Monday, August 11, 2014

Books On Investing

For the last (several) weeks I had been reading The Warren Buffet Way (Robert Hagstrom). I should say, trying and failing. I even tried changing from the first edition (from 1995) to the third edition (from 2013) in case an updated version would be more helpful. But it wasn't, and I finally gave up the ghost.

I don't honestly know why I stuck with for as long as I did. It is definitely not in my style.  I am sure there may be some people who may get some valuable, usable information from this book. I, however, am not one of them. This book talks primarily about Buffet's methods of choosing stocks, which while that may someday be useful knowledge, I am not there yet.

It is also written in story style, where it gives a lot of information in long paragraphs and you kind of have to figure out what it means, which I find harder to retain. (And if you can't retain it, you won’t ever act on it.) I learn in easily digestible information (like bullet points) that gives me the basic groundwork and I can research further on my own to expand upon.

So I requested The Complete Idiot's Guide to Investing (Edward T. Koch and Debra Jonson) from my local library and just picked it up yesterday and browsed through it. I haven't read much yet, but so far it seems as though it will be right up my alley. Some of the information I may already know from my own instincts or research, but there is still a lot to be gleaned from it, which is why I love For Dummies and Complete Idiot's Guide type books.

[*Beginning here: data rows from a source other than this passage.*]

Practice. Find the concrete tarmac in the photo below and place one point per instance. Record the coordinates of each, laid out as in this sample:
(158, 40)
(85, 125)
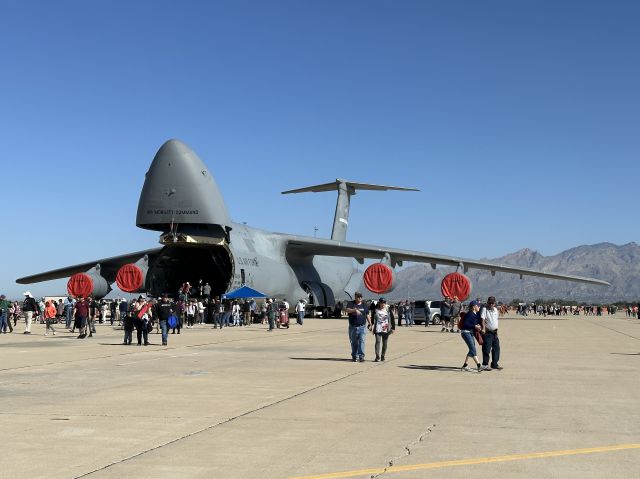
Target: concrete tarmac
(247, 403)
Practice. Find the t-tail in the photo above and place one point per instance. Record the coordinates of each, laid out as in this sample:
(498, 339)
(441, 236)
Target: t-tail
(346, 189)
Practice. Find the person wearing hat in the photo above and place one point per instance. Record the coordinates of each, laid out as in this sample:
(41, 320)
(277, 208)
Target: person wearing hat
(470, 324)
(383, 324)
(29, 308)
(491, 344)
(163, 310)
(358, 318)
(4, 311)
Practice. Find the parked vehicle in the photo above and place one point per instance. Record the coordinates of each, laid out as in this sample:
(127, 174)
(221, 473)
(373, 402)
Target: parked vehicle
(419, 316)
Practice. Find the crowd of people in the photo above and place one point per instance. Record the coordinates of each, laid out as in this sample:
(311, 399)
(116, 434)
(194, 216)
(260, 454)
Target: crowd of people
(477, 323)
(145, 314)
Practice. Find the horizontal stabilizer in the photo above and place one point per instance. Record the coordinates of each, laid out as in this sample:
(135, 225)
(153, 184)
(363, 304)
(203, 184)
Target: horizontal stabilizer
(346, 189)
(352, 185)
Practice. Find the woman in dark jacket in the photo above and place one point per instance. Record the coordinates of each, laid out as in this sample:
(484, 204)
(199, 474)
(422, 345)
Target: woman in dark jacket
(470, 324)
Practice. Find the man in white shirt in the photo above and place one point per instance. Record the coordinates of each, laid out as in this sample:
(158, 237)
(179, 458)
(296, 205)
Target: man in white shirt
(300, 311)
(491, 345)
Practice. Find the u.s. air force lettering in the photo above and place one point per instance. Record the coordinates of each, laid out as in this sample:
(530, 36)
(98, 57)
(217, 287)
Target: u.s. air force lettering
(173, 212)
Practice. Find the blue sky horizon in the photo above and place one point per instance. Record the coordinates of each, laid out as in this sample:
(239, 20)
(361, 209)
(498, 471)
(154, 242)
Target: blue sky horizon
(518, 122)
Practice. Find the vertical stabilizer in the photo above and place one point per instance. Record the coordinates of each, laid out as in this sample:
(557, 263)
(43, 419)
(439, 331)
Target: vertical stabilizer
(346, 189)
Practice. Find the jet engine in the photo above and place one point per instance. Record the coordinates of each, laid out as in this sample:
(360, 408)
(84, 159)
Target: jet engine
(90, 283)
(131, 277)
(379, 278)
(456, 284)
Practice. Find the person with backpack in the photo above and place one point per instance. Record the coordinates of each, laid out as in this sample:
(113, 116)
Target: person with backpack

But of course, before I do any actual investing, some things I need to take care of are automating my finances/fixing my automation, and setting up my IRA, all of which I will be doing ASAP. Ramit Sethi's book, I Will Teach You To Be Rich, which I mentioned in this post has a 6 week guideline to get finances in order, which if you need help with that, you should definitely check out his book. It has taken me WELL OVER 6 weeks to get things taken care of, but that is more due to forgetfulness than anything else. But I need to get it taken care of because every day it's not done is one less day my money can compound and work for me. So, I will get it taken care of right away! In the meantime, I will still continue to read and absorb as much as possible. And then, on to investing!